The same will happen with Clean Energy Standards, which will pretend to be technology neutral and embrace everything from nuclear power to “coal with carbon capture and storage,” but in reality will only give full credit to things like wind and solar power. There is already jockeying over what kind of “partial” credits might be given to nuclear power, hydro power, “clean coal,” and so forth. In current thinking, credit “multipliers” will favor wind and solar power over nuclear power, natural gas, clean-coal power, and others. In other words, while pretending that all forms of energy are up for discussion, some forms are pre-selected for preferential treatment.

Because the kinds of energy that qualify as ‘clean’ to environmentalists are more expensive than conventional energy, forcing them into the energy mix will inevitably raise energy prices.

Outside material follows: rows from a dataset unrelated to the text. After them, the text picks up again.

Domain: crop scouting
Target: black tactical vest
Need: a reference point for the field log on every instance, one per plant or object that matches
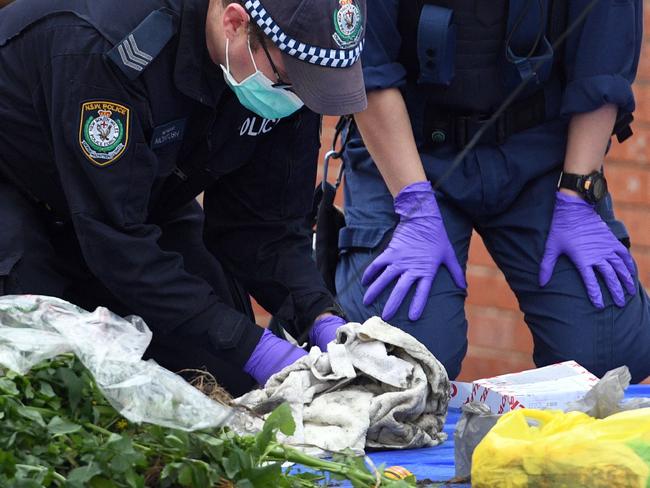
(477, 84)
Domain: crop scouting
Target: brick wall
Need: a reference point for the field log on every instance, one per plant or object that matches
(499, 340)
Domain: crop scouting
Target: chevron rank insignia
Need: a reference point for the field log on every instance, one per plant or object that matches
(139, 48)
(103, 131)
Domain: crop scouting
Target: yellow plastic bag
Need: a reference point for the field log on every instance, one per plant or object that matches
(543, 448)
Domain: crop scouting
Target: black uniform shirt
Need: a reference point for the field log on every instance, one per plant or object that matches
(113, 114)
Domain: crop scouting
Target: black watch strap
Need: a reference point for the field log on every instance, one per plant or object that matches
(592, 187)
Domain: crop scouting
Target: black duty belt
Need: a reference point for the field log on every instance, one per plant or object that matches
(443, 126)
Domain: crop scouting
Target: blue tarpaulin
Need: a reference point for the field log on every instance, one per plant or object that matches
(437, 463)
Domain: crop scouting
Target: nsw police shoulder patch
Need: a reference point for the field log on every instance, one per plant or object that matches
(104, 131)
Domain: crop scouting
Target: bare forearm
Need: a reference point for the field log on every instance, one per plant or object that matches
(589, 134)
(386, 130)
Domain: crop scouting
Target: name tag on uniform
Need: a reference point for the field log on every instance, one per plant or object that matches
(169, 133)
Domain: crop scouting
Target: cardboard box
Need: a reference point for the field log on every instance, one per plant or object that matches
(551, 387)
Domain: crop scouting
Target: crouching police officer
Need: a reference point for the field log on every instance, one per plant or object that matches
(532, 187)
(116, 115)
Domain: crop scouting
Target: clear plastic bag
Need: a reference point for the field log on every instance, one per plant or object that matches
(36, 328)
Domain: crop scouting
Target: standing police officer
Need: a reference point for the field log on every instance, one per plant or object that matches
(116, 115)
(533, 187)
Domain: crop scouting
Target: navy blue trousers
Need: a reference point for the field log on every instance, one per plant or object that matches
(563, 322)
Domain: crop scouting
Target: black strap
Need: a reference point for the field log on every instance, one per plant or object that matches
(443, 126)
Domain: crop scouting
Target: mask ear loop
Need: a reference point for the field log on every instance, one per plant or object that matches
(250, 51)
(227, 56)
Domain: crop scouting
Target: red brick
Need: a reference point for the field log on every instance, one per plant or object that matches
(262, 317)
(642, 257)
(636, 149)
(484, 363)
(642, 97)
(488, 288)
(498, 329)
(637, 221)
(478, 254)
(643, 73)
(629, 184)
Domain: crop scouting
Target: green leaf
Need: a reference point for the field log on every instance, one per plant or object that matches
(175, 441)
(58, 426)
(185, 475)
(245, 484)
(120, 463)
(281, 418)
(46, 390)
(73, 384)
(266, 475)
(98, 482)
(82, 475)
(8, 387)
(231, 466)
(31, 414)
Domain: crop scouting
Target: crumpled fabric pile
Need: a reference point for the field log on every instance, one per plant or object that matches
(377, 387)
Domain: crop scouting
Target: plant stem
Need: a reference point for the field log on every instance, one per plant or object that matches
(284, 453)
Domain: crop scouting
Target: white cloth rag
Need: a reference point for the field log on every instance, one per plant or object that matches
(376, 387)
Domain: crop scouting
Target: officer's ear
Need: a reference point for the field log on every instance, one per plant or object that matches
(234, 22)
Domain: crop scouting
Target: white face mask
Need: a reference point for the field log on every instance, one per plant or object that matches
(258, 94)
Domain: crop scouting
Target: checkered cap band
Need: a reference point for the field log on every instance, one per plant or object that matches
(330, 58)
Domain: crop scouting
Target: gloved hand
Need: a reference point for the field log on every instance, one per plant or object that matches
(579, 232)
(324, 331)
(418, 247)
(271, 355)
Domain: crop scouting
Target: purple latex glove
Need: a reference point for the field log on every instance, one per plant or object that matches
(418, 247)
(324, 331)
(271, 355)
(578, 231)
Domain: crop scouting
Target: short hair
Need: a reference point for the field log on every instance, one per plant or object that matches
(256, 34)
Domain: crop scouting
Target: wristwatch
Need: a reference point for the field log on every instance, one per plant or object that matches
(592, 187)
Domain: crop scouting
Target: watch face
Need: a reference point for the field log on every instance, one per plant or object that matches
(599, 188)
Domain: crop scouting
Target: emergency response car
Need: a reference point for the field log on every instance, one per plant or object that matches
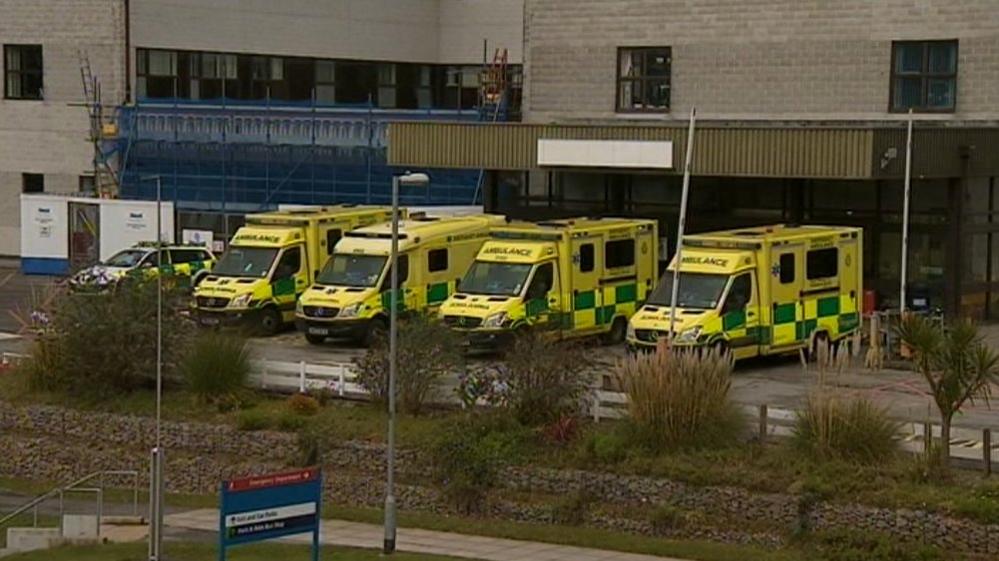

They decrease consumer choice. Consider what would happen to your household food budget if the government imposed an “organic food standard” forcing you to consume 80 percent of your household calories as certified “organic” foods (80 percent is the environmentalist goal for a Clean Energy Standard). If you maintained your spending limit, you’d be getting less food and less choice for your money, because organic foods are more expensive and only some foods are produced organically. To get the same quantity and diversity of foods you had without the standard, you would have to pay more.

The same is true of a CES: energy use is hard to reduce, whether by consumers or businesses. Because of that constraint, a larger share of one’s budget will go toward paying for energy, leaving less for paying other bills, or making other buying decisions.

They are Trojan Horse politics. As for who's talking "bullshit," Al Gore has it wrong as usual: environmentalists and environmental agencies have stopped speaking honestly about their motivations (greenhouse gas controls). Instead, they are using poll-tested words to hide their real agenda behind terms that traditionally refer to something entirely different. They no longer speak about offering consumers a “choice” to voluntarily buy green energy and green products. Instead they favor forcing the choice by implementing “standards” such as those for lighting, which are de facto bans on incandescent bulbs. They no longer offer consumers the choice to buy clean energy (which was largely rejected by the public), they want to force people to buy pricey green power whether they want to or not.

Trojan Horse politics is the antithesis of good policy making. Environmental activists should say what they mean, and mean what they say. Then, they should accept the will of the public, expressed through democratic action and freely chosen purchasing decisions. The new stealth approach to energy policy being pushed under the guise of a Clean Energy Standard is frankly dishonest.

Kenneth P. Green is a resident scholar at the American Enterprise Institute.